What is the “silence” you talk about in the title? What is its significance? (In other words, why did you "name your sister Silence"?)

So my novel was called Kale Adhyay or The Dark Chapter in Hindi, but my translator, Hansda Sowvendra Shekhar, decided to give it this title. The writer, Khalid Jawed, who is my friend, said to me that the Hindi title was too in-your-face and the English title conveys the message of my story more powerfully. That is when I realised that in the midst of all the destruction and the losses it is Silence alone who quietly and relentlessly keeps chipping away at her goal. The movement falls apart, but Silence never gives up on her cause.

Your novel has a simple and linear progression. It is the pain undergone by its narrator and the authenticity of your vision as his writer that makes it so compelling. How much of that is inspired by real life?

It is very important for a writer to be an empath and it is in his nature to respond to his environment very deeply, but his words become authentic only when he himself experiences directly the effect of the discourses that he is touching upon.

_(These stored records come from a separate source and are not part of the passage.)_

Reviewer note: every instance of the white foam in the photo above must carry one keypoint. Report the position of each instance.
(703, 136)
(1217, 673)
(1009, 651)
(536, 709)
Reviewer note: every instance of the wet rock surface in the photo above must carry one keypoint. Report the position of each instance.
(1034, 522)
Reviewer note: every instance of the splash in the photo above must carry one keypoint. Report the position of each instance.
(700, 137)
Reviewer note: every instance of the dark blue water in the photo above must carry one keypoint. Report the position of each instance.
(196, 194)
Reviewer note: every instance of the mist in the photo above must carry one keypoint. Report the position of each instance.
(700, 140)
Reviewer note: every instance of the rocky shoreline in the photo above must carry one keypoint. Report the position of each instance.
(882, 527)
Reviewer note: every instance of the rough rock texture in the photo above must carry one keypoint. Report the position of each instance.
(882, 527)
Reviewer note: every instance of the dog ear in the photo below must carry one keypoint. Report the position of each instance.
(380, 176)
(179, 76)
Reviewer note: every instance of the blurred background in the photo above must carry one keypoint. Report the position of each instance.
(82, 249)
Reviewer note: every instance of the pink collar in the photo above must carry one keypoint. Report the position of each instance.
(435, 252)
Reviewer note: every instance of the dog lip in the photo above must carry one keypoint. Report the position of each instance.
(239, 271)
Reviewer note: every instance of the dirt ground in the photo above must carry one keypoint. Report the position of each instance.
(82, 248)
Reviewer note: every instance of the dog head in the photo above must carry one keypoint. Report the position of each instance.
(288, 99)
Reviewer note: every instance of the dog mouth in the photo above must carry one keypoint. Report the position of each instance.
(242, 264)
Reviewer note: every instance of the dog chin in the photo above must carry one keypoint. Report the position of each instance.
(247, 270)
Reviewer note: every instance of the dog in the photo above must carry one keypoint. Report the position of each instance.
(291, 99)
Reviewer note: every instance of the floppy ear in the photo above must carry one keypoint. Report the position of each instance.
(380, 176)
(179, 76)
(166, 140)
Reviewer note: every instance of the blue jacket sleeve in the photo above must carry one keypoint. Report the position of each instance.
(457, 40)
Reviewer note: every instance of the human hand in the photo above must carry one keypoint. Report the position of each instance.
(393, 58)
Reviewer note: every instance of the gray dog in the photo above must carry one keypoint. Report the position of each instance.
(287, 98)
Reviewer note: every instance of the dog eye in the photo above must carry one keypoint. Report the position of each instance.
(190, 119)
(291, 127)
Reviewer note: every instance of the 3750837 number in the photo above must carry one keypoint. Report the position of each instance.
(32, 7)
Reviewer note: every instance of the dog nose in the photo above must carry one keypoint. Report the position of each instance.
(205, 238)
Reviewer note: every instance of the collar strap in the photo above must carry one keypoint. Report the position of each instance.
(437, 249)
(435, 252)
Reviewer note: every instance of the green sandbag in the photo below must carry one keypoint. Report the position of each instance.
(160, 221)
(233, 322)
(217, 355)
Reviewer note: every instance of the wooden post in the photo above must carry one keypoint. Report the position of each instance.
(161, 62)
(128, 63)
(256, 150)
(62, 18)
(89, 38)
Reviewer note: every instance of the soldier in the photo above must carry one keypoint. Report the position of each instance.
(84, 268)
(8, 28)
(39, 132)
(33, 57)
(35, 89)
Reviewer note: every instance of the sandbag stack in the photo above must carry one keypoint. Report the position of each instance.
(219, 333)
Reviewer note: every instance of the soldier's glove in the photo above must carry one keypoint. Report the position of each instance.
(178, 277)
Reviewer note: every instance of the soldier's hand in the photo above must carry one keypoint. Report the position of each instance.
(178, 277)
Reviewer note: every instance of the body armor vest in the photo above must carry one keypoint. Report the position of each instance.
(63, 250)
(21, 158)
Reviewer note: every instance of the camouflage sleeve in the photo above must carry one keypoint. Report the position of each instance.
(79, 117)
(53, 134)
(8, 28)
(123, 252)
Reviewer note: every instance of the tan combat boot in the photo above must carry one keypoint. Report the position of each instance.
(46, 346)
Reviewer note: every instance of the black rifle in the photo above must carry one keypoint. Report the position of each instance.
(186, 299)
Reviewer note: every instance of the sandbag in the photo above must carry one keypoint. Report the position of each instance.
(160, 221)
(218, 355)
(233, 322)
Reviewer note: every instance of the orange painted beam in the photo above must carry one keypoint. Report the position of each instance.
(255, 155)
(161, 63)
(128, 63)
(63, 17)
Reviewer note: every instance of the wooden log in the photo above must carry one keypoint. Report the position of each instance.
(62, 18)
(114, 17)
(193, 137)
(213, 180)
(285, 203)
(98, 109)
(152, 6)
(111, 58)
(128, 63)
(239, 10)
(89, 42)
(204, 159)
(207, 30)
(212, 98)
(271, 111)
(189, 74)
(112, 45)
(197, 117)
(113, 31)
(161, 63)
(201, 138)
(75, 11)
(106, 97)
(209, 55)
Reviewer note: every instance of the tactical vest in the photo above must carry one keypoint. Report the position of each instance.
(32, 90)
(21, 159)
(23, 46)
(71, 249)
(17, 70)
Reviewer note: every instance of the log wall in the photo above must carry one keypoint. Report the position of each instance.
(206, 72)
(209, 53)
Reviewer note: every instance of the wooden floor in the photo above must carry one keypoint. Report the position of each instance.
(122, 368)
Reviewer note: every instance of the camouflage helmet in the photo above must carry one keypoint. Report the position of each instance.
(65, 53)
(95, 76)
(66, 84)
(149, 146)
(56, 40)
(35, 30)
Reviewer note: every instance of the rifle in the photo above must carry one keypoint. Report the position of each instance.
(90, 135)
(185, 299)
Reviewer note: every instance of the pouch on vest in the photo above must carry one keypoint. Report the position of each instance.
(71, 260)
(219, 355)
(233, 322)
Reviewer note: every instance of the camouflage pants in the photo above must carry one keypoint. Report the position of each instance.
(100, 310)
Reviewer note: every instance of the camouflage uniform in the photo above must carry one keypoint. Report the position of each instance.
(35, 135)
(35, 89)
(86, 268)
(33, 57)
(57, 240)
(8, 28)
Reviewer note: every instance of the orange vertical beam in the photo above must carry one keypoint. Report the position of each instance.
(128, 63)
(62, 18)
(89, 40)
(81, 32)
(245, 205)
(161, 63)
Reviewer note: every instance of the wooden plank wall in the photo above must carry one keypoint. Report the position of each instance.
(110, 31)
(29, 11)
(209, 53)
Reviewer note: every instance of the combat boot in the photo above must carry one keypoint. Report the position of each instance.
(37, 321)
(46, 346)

How do you define fiction? What are the objectives you seek to fulfil by writing fiction?

Without an imagination it is impossible to be a writer. Even if one is a realist, one has to come up with the story containing the truth he wants to depict. In that sense, the writer is not just a reporter, he is a creator, and a changemaker; he can bring change because he can write sense into anarchy and share that vision with his reader.

Tell us about your journey as a writer. How did you come to write your novel?

When I first began writing, I used to write very long stories. At that time, I used to wonder, why not write 20-25 pages more and turn these into novels? Slowly, however, I realised why this was a bad idea: It’s because those stories were born as stories, just as novels get born as novels. A writer’s journey is a long one, and when he is about to write the next story he himself never knows of.

I have a quibble. You seem to lump together the perpetrators of Hindu-Muslim Partition violence with the business interests that are clearing out the forests and wildlife of India and evicting forest dwellers from their land. But bigotry and self-serving profiteering are two different sins. And the forces that have committed them in India have not always been the same. In that sense, then, is your novel a political one?

Well, I do agree that these are two different wrongs, yet, over the last few years it has been observed that not only in India but the world over, corporates who fund elections and their political lobbies have been favouring those parties who have a religious or identitarian agenda. So it is a nexus, and it works because otherwise these forces would find democracy and the Constitution and secularism and human rights to be insurmountable obstacles on their way towards evicting forest dwellers from their land and destroying the habitat of biodiversity and wildlife. Yes, in that sense, my novel is a political one even if it does not support any particular party or group or forward an agenda. It is a comment on the nature of our politics which not only cannot prevent but actually abets such devastation of the environment, and human and animal life.